The KBS administers the University of Kansas Field Station (KUFS), 3400 acres of field-sites dedicated to environmental research and education. KUFS sites are located within the transition zone between the Easter Deciduous Forest and Tallgrass Prairie biomes, and include woodland, prairie, old fields, and wetlands. The Fitch Natural History Reservation and Baldwin Woods are used primarily to study unmanipulated ecological processes

in undisturbed habitats. The John H. Nelson Environmental Study Area is used for experimental ecological studies and has experimental ponds, a dedicated lake and watershed, a common garden, small-mammal enclosures, and a succession facility.
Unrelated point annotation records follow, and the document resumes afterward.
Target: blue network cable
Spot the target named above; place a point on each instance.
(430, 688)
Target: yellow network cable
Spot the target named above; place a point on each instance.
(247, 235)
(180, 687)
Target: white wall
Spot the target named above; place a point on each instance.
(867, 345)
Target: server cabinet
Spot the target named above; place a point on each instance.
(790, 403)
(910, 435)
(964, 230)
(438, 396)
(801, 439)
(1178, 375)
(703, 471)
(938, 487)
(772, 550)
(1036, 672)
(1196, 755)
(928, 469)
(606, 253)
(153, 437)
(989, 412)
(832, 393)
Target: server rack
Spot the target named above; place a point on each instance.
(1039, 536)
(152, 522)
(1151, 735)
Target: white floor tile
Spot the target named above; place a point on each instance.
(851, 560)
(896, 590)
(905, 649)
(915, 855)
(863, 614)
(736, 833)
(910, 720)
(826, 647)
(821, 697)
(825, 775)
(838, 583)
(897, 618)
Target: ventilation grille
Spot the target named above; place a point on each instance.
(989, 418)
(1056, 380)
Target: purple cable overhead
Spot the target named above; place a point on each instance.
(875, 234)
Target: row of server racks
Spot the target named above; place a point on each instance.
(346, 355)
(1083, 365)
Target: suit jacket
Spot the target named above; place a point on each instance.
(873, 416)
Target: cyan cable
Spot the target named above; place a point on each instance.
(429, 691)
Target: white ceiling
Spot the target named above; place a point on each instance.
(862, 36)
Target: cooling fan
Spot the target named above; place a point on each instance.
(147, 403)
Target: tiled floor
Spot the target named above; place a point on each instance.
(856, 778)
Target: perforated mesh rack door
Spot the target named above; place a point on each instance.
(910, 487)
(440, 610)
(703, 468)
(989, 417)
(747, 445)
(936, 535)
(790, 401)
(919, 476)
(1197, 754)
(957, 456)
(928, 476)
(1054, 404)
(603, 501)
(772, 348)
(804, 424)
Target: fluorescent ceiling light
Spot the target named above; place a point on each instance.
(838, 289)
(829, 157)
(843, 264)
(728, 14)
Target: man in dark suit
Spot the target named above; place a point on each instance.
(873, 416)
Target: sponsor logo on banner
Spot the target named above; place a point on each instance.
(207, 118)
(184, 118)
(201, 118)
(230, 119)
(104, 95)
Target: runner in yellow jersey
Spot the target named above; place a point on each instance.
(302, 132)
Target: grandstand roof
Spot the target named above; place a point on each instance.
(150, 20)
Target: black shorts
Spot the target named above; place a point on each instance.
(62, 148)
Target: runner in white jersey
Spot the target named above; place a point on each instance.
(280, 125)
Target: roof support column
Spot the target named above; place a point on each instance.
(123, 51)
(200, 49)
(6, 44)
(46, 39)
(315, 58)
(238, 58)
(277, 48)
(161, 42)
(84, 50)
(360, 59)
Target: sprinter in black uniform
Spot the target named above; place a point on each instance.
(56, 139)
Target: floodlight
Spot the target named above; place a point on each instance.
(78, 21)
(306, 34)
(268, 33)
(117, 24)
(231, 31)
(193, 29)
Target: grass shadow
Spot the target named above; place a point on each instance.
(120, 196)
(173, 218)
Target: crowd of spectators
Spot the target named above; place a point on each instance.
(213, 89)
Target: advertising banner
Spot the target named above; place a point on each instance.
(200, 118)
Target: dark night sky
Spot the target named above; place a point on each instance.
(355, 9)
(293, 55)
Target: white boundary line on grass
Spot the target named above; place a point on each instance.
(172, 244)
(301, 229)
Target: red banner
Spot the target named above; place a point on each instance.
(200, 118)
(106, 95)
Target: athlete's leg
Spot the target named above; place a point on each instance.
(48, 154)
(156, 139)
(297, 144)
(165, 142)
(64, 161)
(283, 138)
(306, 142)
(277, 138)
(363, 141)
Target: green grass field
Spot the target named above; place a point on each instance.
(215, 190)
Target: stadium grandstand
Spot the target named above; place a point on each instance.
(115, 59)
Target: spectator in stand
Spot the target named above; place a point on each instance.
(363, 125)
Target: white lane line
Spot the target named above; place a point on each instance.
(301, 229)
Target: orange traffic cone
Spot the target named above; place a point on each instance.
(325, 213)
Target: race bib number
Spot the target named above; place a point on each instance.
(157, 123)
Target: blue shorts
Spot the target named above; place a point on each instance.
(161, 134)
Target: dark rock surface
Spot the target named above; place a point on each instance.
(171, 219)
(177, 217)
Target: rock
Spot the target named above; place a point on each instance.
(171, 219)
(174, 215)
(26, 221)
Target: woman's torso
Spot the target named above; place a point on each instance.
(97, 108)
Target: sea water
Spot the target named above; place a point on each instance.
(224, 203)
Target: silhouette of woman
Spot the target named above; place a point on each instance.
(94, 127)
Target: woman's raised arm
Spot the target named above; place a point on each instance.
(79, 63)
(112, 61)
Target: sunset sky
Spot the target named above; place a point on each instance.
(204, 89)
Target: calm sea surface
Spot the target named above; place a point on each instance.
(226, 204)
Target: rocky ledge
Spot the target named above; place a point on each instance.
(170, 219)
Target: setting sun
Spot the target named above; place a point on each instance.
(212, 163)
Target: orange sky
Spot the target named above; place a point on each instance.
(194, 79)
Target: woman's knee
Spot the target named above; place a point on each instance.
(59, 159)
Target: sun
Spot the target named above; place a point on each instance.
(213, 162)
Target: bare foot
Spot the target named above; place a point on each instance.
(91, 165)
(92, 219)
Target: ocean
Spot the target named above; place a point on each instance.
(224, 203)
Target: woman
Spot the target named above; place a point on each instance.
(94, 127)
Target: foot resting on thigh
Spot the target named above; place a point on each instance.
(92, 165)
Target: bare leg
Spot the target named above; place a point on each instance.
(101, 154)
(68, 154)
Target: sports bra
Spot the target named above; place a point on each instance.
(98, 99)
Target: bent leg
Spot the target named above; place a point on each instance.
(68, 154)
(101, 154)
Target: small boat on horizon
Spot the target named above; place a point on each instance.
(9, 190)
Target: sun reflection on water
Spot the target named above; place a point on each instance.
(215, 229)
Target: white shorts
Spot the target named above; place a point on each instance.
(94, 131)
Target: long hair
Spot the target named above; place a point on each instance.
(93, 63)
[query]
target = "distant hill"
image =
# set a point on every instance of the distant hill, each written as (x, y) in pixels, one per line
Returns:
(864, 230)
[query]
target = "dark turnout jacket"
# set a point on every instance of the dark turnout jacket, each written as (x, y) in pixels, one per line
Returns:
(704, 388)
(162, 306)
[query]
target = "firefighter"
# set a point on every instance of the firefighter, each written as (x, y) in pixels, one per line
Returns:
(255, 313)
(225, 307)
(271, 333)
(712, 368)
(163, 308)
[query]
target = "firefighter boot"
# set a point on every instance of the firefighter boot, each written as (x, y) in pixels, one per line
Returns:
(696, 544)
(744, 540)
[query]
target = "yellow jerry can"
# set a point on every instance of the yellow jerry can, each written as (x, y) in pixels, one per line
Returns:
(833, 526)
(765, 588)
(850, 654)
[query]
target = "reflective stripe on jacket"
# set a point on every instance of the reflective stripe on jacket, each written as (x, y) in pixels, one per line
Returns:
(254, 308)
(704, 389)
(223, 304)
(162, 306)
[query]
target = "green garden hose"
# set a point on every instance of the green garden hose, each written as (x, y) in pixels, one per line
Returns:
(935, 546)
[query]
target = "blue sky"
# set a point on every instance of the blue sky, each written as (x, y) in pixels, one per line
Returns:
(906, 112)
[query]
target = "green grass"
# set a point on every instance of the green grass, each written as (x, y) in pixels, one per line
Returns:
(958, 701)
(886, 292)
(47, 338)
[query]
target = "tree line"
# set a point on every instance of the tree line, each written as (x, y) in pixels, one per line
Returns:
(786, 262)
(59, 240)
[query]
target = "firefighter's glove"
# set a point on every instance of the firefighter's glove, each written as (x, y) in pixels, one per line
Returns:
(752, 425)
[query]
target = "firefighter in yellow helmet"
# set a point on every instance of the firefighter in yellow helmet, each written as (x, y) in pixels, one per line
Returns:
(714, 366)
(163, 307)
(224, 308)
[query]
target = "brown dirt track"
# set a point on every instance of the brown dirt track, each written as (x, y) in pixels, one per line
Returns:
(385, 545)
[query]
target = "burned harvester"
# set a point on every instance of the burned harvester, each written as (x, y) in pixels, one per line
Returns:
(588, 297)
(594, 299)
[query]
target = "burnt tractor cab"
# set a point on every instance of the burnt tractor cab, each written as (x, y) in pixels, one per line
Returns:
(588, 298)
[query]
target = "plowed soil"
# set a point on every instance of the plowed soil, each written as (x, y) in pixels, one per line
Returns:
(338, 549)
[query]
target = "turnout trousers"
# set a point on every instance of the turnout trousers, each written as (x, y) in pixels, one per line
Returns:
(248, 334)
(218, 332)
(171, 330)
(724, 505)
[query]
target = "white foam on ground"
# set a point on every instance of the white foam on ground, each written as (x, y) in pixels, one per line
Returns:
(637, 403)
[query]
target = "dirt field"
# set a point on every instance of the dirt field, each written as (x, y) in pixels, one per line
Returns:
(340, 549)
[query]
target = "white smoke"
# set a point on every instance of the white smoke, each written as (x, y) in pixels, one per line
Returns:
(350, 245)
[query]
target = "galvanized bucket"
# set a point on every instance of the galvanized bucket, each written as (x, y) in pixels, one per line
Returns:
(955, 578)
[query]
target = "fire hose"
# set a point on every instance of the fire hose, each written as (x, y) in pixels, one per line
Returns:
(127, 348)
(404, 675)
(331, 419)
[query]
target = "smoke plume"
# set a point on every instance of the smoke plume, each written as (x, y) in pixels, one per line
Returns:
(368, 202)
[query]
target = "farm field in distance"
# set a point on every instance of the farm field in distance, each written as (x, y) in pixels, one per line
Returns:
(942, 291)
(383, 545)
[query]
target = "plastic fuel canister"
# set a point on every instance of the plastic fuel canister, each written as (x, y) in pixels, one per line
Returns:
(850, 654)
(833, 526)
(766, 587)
Neotropical biodiversity is a special area of concentration among EEB faculty. Many faculty members have courtesy appointments in the Latin American Studies Program, which fosters multidisciplinary research in Latin America across the campus. KU is a member of the Organization for Tropical Studies (OTS), and many faculty members and students participate in advanced, field-oriented OTS courses. Graduate students can receive fellowships for courses, e.g. Tropical Ecology (BIOL 786), or research projects in Costa Rica. Other EEB faculty members have research concentrations in Asia, Africa, Antarctica, and elsewhere, creating a genuinely global reach for EEB research activities.

KU has a modern computer facilities, with wireless interact access available in most campus locations, and Ethernet connections in all student and faculty offices. Libraries, especially the Spencer Research Library and Anschutz Library, are excellent, as is the Linda Hall Science Library in Kansas City, which has a large collection of scientific journals.